Cause and effect are not proven by the studies reported thus far. The burst of gamma power in her amygdala could arise indirectly or be the result, not the cause of her depression. For example, growing stress from feeling the dreadful symptoms of depression welling up in her mind might well boost neural activity in her amygdala. Stress is what the amygdala does best.
The ventral striatum is a hub of the brain’s reward circuitry, which elevates levels of the neurotransmitter dopamine to give us a sense of success. This circuitry is activated in sexual behavior, gambling, decision making, and drug addiction. Many people with depression self-medicate with cocaine or alcohol, and some drugs used to treat depression work by augmenting dopamine levels in the brain. Dopamine-blocking drugs that are used for treating cocaine addiction to squelch the euphoria dopamine produces could test this possible mechanism for how the stimulation is working.

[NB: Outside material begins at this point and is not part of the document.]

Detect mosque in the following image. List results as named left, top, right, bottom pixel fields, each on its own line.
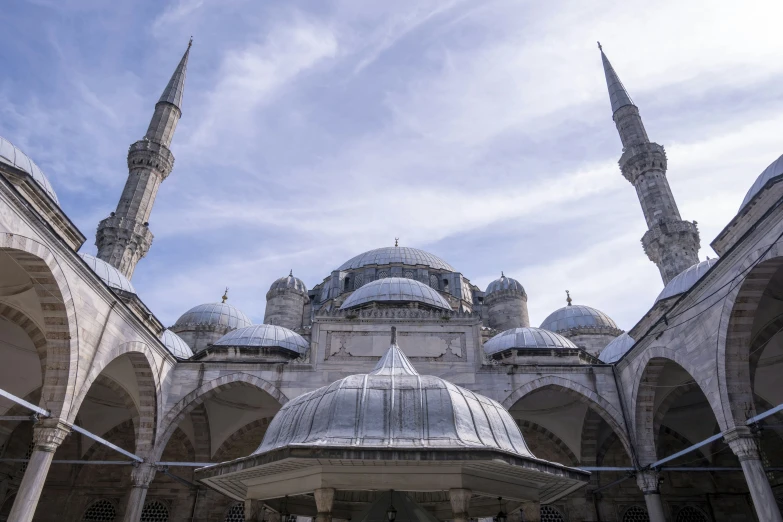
left=0, top=39, right=782, bottom=522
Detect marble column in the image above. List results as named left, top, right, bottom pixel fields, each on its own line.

The rationale for using closed-loop stimulation to treat depression is unclear—especially considering the risks involved with patients needing to undergo two brain surgeries, and the $30,000 cost, when there are other less risky and more affordable approaches. Closed-loop stimulation triggered by monitoring abnormal neural activity in the brain has been used for several decades. This technique is helpful in managing seizures by delivering electrical stimulation just as a seizure begins to develop, to preventing a full-blown epileptic fit before a person is even aware that they are about to have a debilitating seizure.
But the need for this automated closed-loop stimulation to alleviate depression or other mood-altering psychiatric conditions is unclear. By definition, patients are fully aware of depression descending upon them. Indeed, the researchers concluded that elevated gamma power in the amygdala signaled the onset of depression by Sarah’s own self-reports of how she felt throughout the day.

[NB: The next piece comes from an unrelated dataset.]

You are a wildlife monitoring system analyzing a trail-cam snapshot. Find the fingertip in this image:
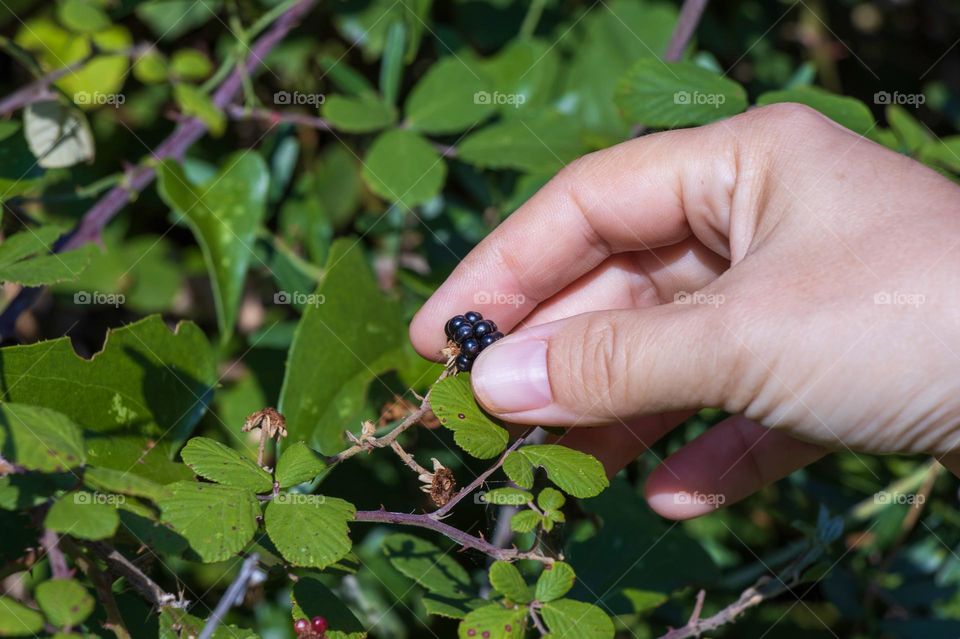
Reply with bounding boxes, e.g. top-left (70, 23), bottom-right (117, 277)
top-left (408, 304), bottom-right (445, 361)
top-left (645, 467), bottom-right (724, 520)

The device tripped 468 times a day (about every 2 minutes) while she was awake, but the researchers limited automatic stimulation of her ventral striatum to 300 times per day. They did not use the device at night so as not to interfere with her sleep. Reliability of this signal is an issue.

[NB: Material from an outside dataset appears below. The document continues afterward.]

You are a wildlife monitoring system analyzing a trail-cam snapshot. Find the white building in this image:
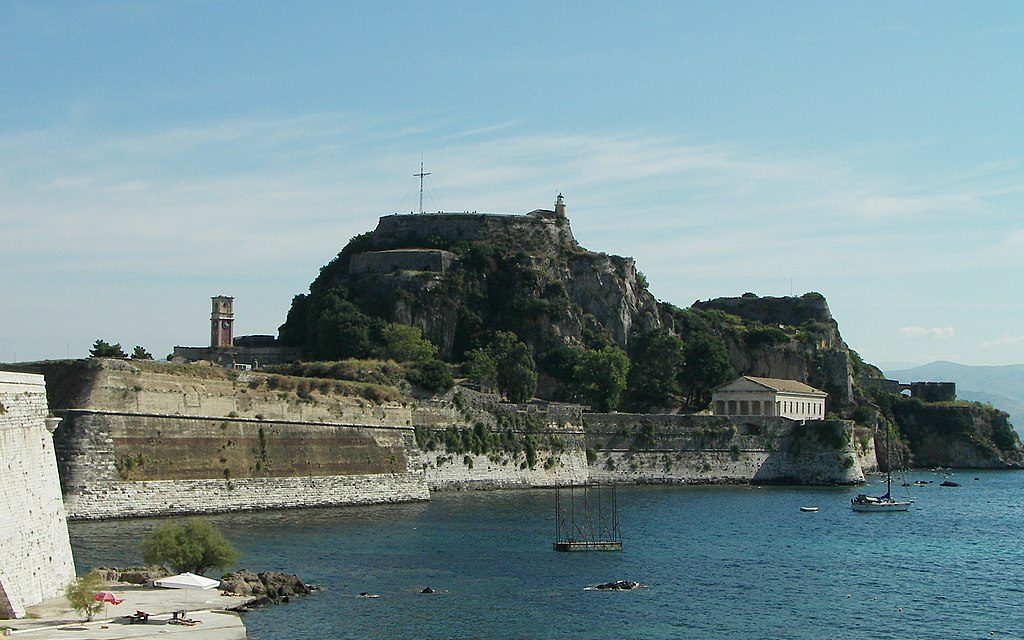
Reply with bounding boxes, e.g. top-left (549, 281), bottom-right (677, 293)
top-left (712, 376), bottom-right (827, 420)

The researchers say that gamma wave activity could be induced by many other signals the amygdala monitors and other activities it is engaged in, not only by the descending veil of depression. Rather than having a device stimulate the person’s brain 300 times per day, it could be triggered by the person willfully and only as needed, in much the way pain medications can be self-administered.
The corresponding author. Katherine Scagnos, did not reply to repeated requests to comment on these and other aspects of their study.
Sarah must be commended for courageously entering into this study to advance science and help others. She and her doctors are rewarded by the wonderful life-changing outcome. The approach of treating mental disorders with precision electrical stimulation holds great promise for conditions that cannot be treated by drugs or surgery, or that carry serious risks of side effects, such as memory loss following shock therapy.
But beyond medicine, this approach is transformative. “The hardest part of living with depression is the stigma,” Sarah says. Mental illness is too often regarded as a moral failing that robs a person of self-worth. “This is no different from someone with Parkinson’s,” Sarah says.